Vous l'aurez compris le sabre n'est plus un symbole d'honneur mais un outil d'une politique gangrénée par la violence. Les duels ne sont par exemple plus des confrontations d'idéaux mais des exécutions froides, brutales et presque anonymes. La meilleure illustration de ceci est la confrontation entre Yagyū Tajima et son rival Ogasawara Gensinsai qui évoque frontalement le duel final de Sanjuro réalisé par Kurosawa. Ce renversement marque une critique directe du code du bushido qui est vidé de son sens et utilisé comme une simple justification pour des actes amoraux et d'une extrême violence. Cette dite-violence est tout autant présente sur les champs de batailles que dans les salles des différents palais où les complots et autres manœuvres se succèdent. Elle ne résout absolument rien et frappe tous les protagonistes du métrage au demeurant fort nombreux qui sont représentés comme de simples pièces d'un échiquier morbide entraînés précipitamment vers une chute dans une fin marquée d'un nihilisme absolu et radical. Un vrai coup de katana qui nous fait faire seppuku !

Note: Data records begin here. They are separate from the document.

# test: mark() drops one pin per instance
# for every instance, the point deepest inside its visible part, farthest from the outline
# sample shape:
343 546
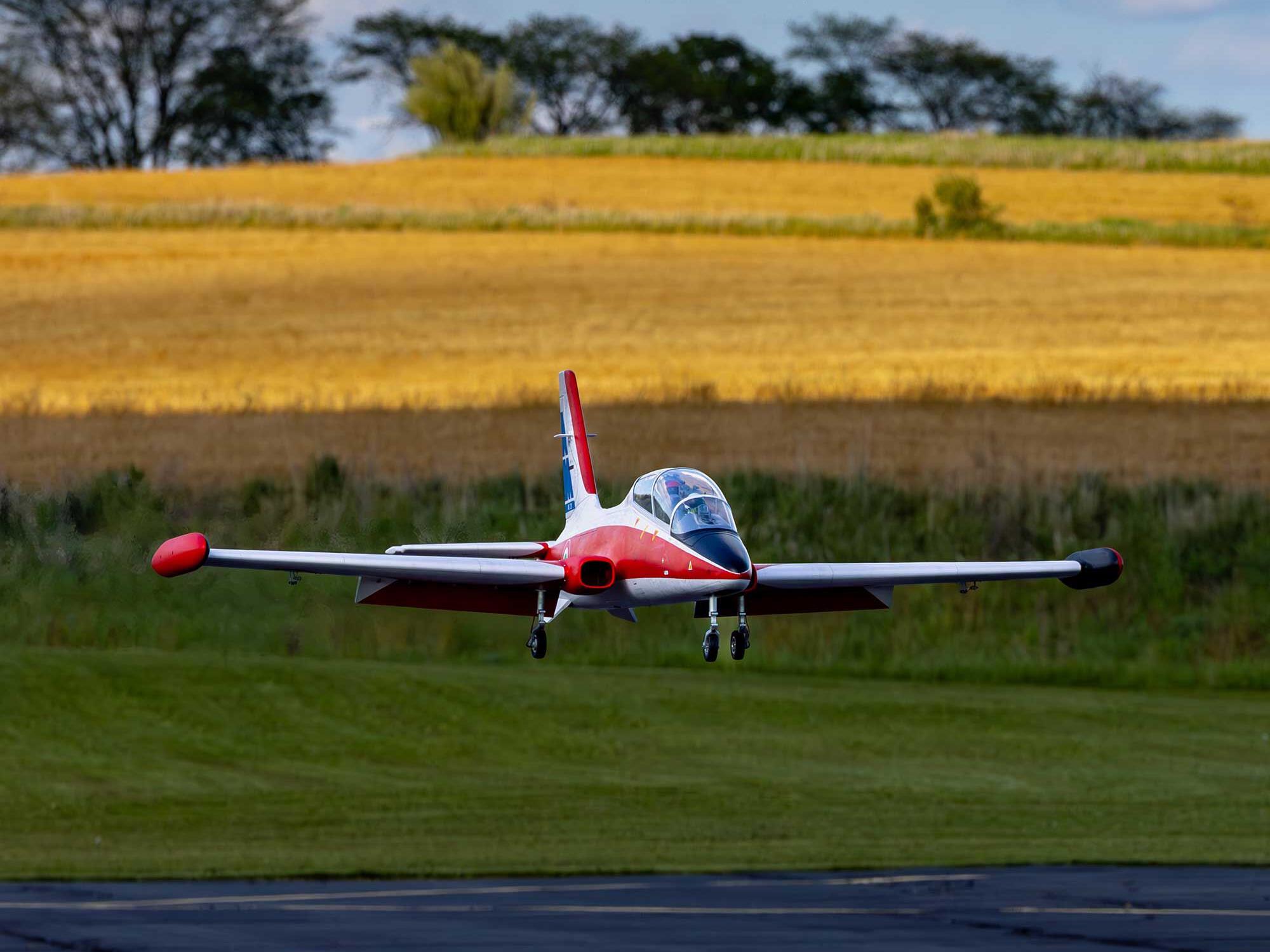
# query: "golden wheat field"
210 321
665 187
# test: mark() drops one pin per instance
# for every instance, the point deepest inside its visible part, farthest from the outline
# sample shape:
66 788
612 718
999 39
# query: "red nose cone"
181 555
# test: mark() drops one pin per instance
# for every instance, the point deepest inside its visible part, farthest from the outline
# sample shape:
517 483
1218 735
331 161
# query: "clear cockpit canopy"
686 499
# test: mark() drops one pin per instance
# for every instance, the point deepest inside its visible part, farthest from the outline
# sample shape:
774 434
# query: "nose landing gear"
711 643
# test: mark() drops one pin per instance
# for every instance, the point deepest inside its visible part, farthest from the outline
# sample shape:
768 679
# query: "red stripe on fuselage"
639 554
580 432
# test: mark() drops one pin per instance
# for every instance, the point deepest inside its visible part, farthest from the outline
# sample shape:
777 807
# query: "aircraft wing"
459 583
794 588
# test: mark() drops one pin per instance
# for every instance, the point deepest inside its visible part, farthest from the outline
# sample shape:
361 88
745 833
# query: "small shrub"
324 480
958 208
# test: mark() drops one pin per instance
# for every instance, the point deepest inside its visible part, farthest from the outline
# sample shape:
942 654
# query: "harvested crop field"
206 321
665 186
912 444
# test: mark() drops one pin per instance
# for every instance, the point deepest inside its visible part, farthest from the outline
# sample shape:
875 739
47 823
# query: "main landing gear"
538 643
740 638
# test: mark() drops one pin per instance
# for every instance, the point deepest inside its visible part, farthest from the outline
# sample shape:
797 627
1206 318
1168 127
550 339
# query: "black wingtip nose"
1099 568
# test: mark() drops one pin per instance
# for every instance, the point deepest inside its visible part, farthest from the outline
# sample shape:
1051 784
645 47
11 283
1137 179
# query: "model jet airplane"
672 540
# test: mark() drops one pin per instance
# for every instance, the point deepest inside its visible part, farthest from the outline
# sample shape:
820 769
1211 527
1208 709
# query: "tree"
383 46
463 101
242 111
957 84
848 95
129 83
702 83
1117 107
570 64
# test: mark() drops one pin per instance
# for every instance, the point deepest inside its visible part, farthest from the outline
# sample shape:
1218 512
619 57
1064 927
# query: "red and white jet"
671 540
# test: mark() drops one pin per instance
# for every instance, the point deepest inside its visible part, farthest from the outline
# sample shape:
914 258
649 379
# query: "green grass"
1118 233
1189 611
1243 157
145 765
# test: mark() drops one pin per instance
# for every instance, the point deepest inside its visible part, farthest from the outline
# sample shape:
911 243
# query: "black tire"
711 648
539 643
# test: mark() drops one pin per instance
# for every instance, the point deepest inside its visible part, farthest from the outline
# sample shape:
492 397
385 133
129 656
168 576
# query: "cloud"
1165 8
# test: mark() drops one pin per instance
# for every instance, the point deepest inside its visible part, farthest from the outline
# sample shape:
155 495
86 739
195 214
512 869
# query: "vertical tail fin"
580 480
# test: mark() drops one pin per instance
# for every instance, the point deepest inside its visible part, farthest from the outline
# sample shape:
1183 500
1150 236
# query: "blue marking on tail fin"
565 468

Dans son style si particulier marqué par l'utilisation nerveuse de la caméra souvent portée à l'épaule, Fukasaku refuse toute glorification esthétique de la violence. Les affrontements de masses sont sales, désorganisés, saignants et la mort y est bien réelle. On y perd un parent, un enfant, un frère, une sœur... Le moyen de rendre compte de l'horreur et de l'absurdité de la guerre civile.
A mon sens Le Samouraï et le Shogun n'a rien à envier aux plus grands classiques du jidai-geki. C'est noir, tendu et presque étouffant. En définitive une œuvre désabusée qui s'inscrit naturellement comme étant un des meilleurs drames historiques nippons.